Вечер быстро спустился на землю,
принося весеннюю прохладу. Прохожие расходились по домам, улицы
пустели, и только в одном из дворов в песочнице сидела маленькая
девочка, строившая башню из песка. На ней было платьице потертое и
пальтишко не по размеру. Рядом из взрослых никого не было. Зажглись
фонари, редкие прохожие пробегали мимо, спеша домой после рабочего
дня.
Девочка продолжала играть, что-то
напевая под нос. Ей стало прохладно, но она не уходила, увлеченно
играя с песком.
- Ой, деточка! А ты почему одна? Где
твои родители?
Девочка улыбнулась и молча продолжила
лепить. Добрая тетушка, которая вышла выгулять свою собачку,
обеспокоенно оглянулась. Но двор был пуст.

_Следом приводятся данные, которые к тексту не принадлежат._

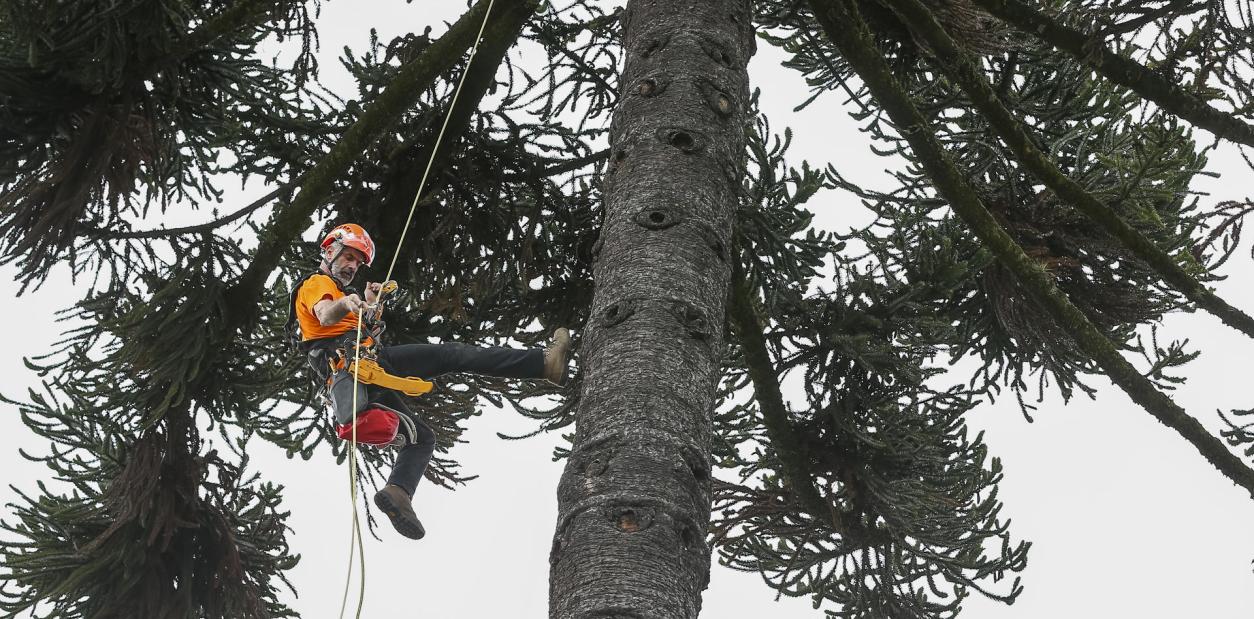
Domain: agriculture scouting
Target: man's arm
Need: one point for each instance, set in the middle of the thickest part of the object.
(330, 312)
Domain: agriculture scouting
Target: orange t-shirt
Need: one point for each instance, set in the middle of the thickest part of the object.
(314, 290)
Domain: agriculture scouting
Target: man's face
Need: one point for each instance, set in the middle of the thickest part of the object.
(346, 265)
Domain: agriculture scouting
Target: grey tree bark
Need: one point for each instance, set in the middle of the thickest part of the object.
(633, 503)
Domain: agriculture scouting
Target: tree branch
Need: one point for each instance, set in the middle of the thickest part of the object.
(558, 168)
(847, 30)
(1121, 70)
(959, 67)
(784, 437)
(201, 227)
(401, 93)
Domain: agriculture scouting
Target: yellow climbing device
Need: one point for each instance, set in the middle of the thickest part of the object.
(371, 374)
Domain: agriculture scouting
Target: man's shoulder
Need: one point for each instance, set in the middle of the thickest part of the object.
(316, 283)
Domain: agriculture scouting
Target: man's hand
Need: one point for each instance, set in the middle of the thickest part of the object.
(353, 303)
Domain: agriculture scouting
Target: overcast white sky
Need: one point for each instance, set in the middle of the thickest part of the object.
(1126, 520)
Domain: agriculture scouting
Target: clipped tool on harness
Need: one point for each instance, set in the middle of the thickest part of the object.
(376, 424)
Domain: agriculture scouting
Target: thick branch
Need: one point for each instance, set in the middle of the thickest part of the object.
(1121, 70)
(958, 65)
(784, 437)
(401, 93)
(845, 29)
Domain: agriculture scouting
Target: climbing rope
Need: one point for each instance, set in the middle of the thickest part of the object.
(356, 541)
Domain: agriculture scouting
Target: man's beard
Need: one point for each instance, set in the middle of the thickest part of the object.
(344, 275)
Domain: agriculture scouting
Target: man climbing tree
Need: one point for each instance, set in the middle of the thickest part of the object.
(1040, 222)
(329, 312)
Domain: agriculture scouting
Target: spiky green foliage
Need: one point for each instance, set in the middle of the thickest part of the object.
(110, 109)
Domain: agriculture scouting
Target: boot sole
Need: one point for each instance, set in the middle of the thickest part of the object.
(409, 528)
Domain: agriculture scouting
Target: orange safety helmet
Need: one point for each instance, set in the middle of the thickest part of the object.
(350, 234)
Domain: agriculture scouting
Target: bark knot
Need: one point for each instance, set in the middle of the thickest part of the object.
(689, 142)
(657, 218)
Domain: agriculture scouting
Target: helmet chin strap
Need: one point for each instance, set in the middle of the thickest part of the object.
(330, 263)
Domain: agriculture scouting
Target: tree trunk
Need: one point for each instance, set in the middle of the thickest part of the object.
(633, 503)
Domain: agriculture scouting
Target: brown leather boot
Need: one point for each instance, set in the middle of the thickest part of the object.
(557, 356)
(395, 504)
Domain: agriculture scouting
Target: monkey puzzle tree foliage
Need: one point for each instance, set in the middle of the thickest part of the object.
(1041, 221)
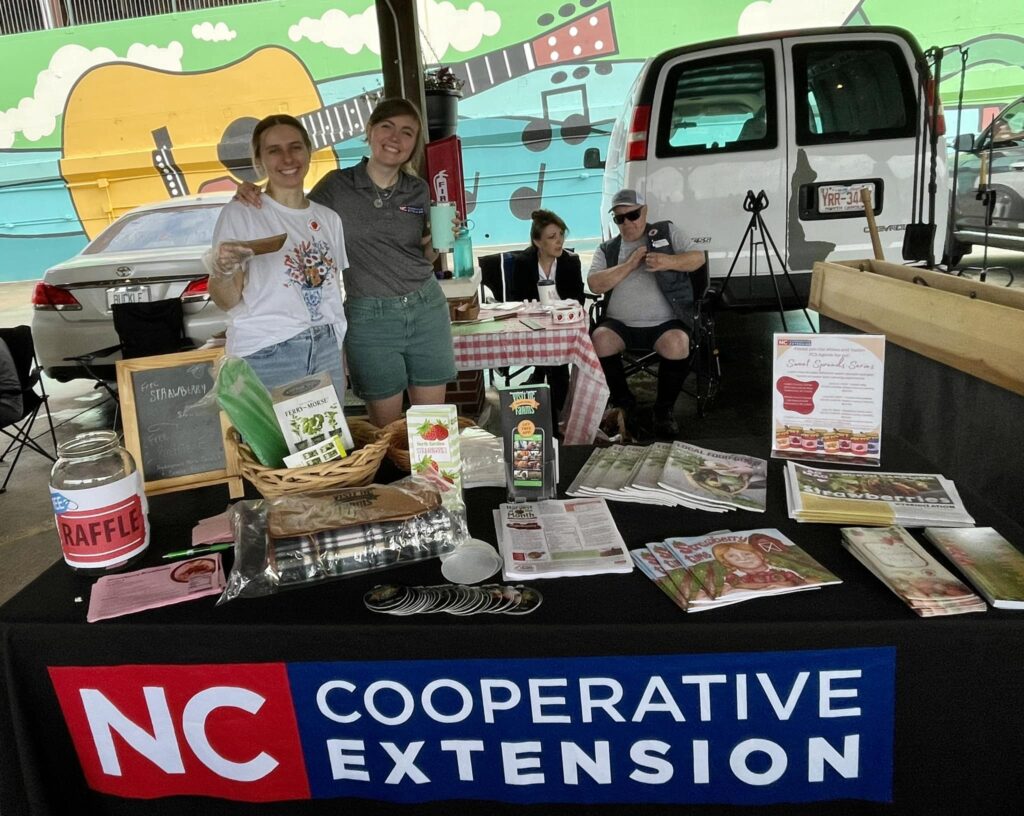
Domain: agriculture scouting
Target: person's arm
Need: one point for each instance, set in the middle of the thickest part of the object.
(684, 257)
(227, 261)
(569, 274)
(681, 261)
(520, 288)
(604, 278)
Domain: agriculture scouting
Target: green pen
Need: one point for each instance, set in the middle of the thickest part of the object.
(213, 548)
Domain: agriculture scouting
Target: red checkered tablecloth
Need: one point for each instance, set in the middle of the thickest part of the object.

- Эй, Лидка, глянь, здесь крошечка
совсем одна! - прокричала женщина, увидев вышедшую из подъезда
соседку
- Ага... Кажется нужно Петровича
звать... - отозвалась та, подойдя ближе.
- Ну давай, скорее! Я пока присмотрю
за девочкой.
Вскоре во двор заехал бобик с местным
участковым. Это был мужчина средних лет, с лысиной и круглыми
щеками.
- И что тут у вас стряслось? -
спросил он, рассматривая двух женщин.
- Так вот же, вот! Посмотри,
Петрович! Вышла я Кузю выгулять, а тут смотрю, в песочнице девочка
сидит, одна. А время то уже не детское! Я спросила про родителей,
но она молчит...
Петрович присел возле малышки. Он
внимательно осмотрел ее, отметив, что ей не больше пяти лет,
грязная, одета не по сезону. Явно непутёвые родители даже и не
заметили пропажу дочки. Достал протокол и стал заполнять.

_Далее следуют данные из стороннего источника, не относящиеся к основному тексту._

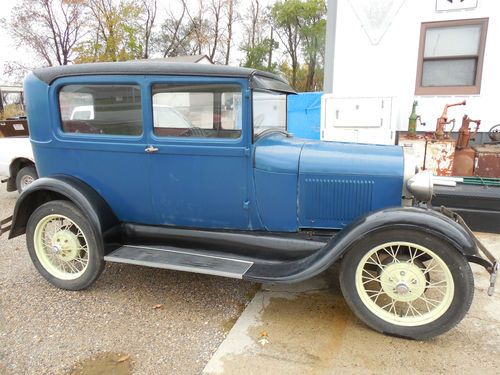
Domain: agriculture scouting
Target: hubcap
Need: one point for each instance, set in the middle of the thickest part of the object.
(25, 181)
(404, 283)
(61, 247)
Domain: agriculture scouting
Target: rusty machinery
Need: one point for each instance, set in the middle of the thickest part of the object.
(412, 121)
(439, 134)
(494, 134)
(463, 164)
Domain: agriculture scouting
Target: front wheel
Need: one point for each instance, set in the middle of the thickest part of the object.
(63, 245)
(407, 284)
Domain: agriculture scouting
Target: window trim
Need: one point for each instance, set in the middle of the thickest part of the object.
(190, 82)
(60, 128)
(451, 90)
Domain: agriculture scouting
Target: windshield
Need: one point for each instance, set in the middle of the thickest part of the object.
(269, 111)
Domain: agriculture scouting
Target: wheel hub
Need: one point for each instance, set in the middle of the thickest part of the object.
(26, 180)
(403, 281)
(65, 245)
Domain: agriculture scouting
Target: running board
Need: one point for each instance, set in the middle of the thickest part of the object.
(174, 258)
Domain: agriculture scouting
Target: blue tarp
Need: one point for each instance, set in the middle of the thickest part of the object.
(304, 114)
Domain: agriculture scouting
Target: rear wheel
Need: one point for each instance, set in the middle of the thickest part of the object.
(406, 283)
(25, 177)
(63, 245)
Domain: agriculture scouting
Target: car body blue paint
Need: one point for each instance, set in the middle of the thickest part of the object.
(275, 183)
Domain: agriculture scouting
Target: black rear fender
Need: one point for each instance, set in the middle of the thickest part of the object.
(46, 189)
(418, 219)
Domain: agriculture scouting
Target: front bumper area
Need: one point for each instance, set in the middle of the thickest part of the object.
(484, 257)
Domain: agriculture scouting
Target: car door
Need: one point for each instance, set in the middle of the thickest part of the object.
(199, 154)
(105, 147)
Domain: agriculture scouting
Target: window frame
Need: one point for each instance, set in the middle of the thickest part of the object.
(189, 81)
(60, 123)
(451, 90)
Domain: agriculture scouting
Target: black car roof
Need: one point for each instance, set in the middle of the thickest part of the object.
(160, 67)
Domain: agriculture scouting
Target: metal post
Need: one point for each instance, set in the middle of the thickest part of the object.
(331, 27)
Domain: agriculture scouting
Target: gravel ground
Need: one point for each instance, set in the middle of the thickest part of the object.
(45, 330)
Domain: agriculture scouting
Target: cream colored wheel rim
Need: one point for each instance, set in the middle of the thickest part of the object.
(61, 247)
(404, 283)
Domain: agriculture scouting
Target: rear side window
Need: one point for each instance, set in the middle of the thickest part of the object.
(101, 109)
(198, 110)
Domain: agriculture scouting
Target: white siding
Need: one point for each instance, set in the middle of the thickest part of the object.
(365, 68)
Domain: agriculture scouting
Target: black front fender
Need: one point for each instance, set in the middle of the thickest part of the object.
(64, 187)
(418, 219)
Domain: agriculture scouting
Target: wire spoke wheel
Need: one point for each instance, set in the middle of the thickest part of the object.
(61, 247)
(404, 283)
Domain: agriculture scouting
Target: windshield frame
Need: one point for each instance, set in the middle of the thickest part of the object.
(276, 129)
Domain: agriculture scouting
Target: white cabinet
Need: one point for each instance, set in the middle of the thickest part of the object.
(362, 120)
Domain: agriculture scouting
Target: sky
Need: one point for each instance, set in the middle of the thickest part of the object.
(9, 51)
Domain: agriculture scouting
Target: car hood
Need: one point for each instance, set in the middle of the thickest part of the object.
(279, 153)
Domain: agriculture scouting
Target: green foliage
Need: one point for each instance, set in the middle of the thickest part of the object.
(301, 26)
(258, 56)
(116, 35)
(11, 110)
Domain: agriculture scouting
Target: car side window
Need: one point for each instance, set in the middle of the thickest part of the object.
(101, 109)
(197, 110)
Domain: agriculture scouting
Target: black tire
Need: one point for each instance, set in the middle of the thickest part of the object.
(457, 264)
(95, 263)
(25, 174)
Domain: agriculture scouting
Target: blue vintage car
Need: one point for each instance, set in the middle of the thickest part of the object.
(190, 167)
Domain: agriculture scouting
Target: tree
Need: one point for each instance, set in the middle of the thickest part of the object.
(150, 8)
(48, 28)
(286, 17)
(175, 36)
(115, 32)
(258, 48)
(312, 32)
(300, 25)
(231, 17)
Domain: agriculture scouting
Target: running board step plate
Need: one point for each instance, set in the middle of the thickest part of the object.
(173, 258)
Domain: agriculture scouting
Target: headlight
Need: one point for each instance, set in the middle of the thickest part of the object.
(421, 186)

- Так, я ее в больничку на осмотр,
потом в распределитель. Подпишите бумагу.
- Бедняжка!
Через два часа девочку привезли в
распределитель для детей, которые официально ещё не были лишены
родительской опеки. Оформили документы, отмыли потеряшку, которая
так и не говорила ни с кем. Нянечки отмыли и переодели в чистую
одежду. Затем отвели в комнату, где уже спало несколько детей.
Уложили на свободную кровать...
Прошло четыре
года
Я так и не смогла найти друзей.
Старалась быть отдельно от всех. Первое время, когда меня только
привезли в детский дом, дети пытались задираться к новенькой. Но
когда я до крови прокусила руку одной из мелких, которая особо
выводила меня из себя, остальные стали побаиваться и сторониться
меня. А я и не была против.
Очень любила писать. Вот говорить не
сильно, а писать истории да. Писала все о чем думала и что видела.

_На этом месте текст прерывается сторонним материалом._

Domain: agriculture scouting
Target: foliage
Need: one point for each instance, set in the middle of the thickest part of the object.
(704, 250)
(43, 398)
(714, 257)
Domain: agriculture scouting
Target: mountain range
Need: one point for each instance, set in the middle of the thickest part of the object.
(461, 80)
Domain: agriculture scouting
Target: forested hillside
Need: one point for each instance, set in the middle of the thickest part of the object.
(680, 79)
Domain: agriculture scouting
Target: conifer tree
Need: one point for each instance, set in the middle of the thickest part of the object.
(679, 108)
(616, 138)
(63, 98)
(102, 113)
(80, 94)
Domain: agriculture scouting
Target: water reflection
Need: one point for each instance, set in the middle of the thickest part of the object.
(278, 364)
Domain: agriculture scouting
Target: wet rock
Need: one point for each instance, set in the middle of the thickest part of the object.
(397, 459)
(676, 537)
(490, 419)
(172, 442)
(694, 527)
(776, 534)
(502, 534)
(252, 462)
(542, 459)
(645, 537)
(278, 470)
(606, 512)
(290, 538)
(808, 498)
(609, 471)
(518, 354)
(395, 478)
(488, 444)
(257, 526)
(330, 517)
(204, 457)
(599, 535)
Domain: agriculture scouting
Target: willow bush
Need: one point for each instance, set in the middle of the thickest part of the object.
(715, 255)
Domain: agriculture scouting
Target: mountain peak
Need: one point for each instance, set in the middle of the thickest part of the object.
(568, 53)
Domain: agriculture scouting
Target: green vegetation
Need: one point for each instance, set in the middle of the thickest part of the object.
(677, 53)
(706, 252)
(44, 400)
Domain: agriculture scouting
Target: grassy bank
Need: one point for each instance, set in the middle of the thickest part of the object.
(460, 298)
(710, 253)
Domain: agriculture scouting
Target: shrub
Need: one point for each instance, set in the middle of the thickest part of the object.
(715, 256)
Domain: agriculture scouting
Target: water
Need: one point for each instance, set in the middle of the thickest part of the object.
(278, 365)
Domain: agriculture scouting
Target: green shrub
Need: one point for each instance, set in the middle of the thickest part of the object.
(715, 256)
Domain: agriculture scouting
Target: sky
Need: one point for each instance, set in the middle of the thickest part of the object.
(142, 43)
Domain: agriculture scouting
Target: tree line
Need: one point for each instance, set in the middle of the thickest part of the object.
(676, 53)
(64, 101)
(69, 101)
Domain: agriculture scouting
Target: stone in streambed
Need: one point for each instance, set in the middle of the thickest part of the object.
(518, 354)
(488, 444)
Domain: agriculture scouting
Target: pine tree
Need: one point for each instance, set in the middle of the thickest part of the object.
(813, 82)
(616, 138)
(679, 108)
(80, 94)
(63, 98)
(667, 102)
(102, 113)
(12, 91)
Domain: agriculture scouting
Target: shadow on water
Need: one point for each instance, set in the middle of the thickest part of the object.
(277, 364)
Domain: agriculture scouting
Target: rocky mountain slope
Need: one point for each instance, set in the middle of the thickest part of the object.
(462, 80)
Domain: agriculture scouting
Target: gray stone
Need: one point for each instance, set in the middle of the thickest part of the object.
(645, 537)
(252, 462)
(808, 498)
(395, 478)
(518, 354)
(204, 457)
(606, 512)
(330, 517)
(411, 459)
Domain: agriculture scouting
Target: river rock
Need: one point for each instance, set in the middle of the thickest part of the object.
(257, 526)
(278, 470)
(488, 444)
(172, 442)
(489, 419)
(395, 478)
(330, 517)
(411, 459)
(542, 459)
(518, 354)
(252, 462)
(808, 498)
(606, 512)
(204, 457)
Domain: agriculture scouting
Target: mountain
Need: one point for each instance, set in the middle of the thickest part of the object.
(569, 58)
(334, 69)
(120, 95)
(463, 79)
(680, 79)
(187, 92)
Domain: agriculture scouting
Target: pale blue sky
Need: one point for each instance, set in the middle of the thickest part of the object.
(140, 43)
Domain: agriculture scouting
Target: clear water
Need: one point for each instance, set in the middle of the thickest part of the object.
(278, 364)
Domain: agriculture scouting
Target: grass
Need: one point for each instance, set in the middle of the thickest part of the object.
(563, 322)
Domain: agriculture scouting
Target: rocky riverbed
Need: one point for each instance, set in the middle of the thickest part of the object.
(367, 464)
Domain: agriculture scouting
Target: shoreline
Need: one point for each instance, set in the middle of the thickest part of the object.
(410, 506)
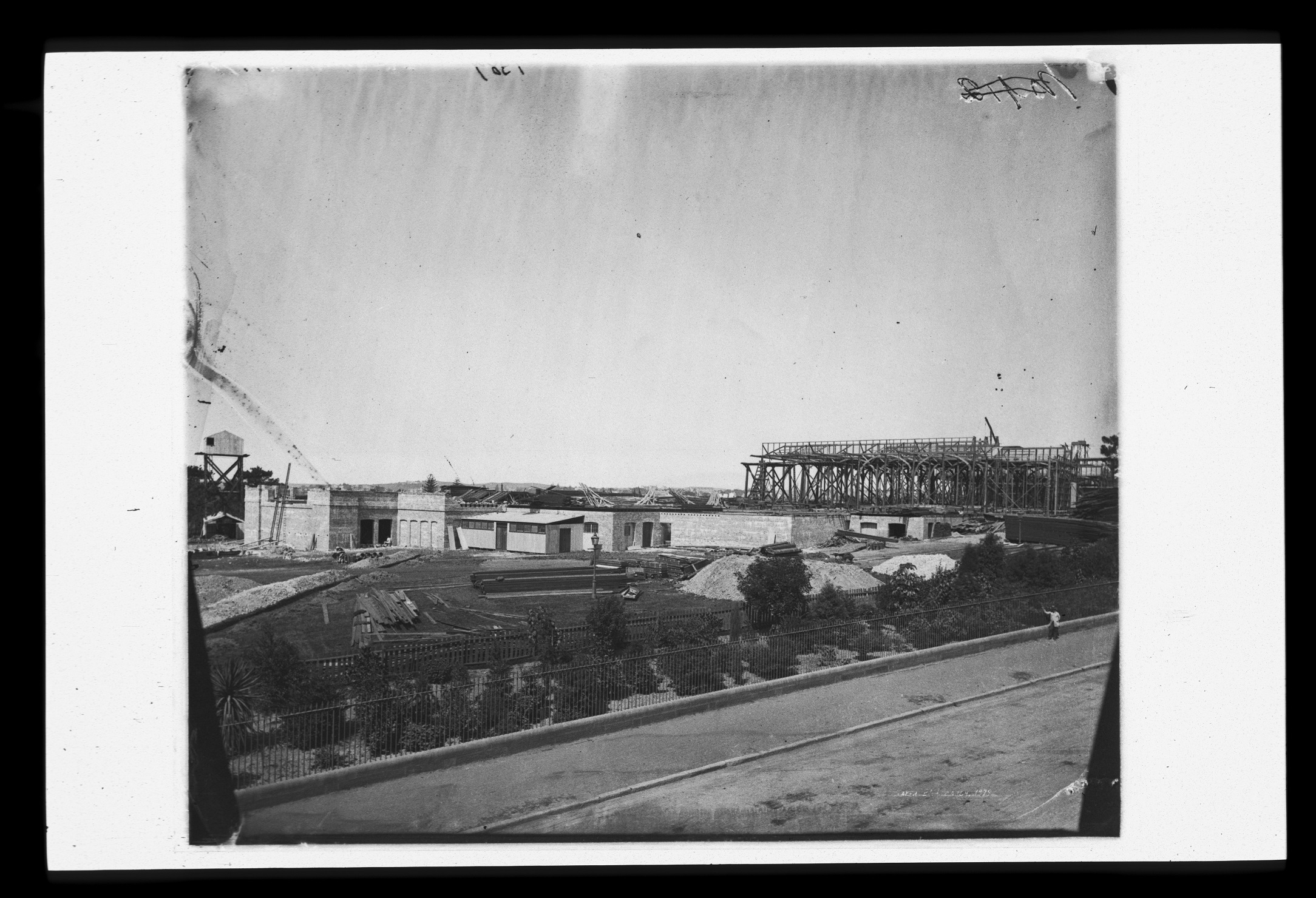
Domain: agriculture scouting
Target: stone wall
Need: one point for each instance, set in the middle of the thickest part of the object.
(727, 529)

В свои девять лет мне казалось, что я гораздо старше своего
возраста. Я смутно помнила время, которое провела в приемнике, как
называли место, куда свозили всех найденок вроде меня или просто
забранных детей.
Теперь я жила здесь. Не скажу, что
тут плохо, но мысли о семье не покидали. Кто мои родители? Как я
жила до этого? Кто растил меня? Милиция так и не нашла мою семью, и
через год, после того, как меня нашли брошенной, суд официально
признал сиротой. А потом привезли сюда.
Мои воспитатели махнули на меня
рукой, тяжело вздыхая и перешептываясь между собой о том, что я
безнадёжная. И у меня нет практически шансов на то, что кто-то
удочерит.
Мне было больно слышать это, но
глубоко в душе я верила и надеялась, что в один прекрасный день
появятся люди, которым я понравлюсь. Я смеялась, слушая фантазии
друзей по несчастью, которые воображали, как за ними приедут
богатые родители. А сама в тайне тоже на это надеялась.
Сидела в кресле и смотрела мультик со
всеми. Телек нам подарил спонсор, и теперь по вечерам мы могли
смотреть мультфильмы.
- Надежда! В кабинет директора! -
позвала моя куратор, и я встревожилась.
Вроде бы уже давно ничего не
делала. Так зачем вызывать? Но что гадать, когда нужно просто
пойти и узнать причину. Пошла по коридору с мягкой ковровой
дорожкой.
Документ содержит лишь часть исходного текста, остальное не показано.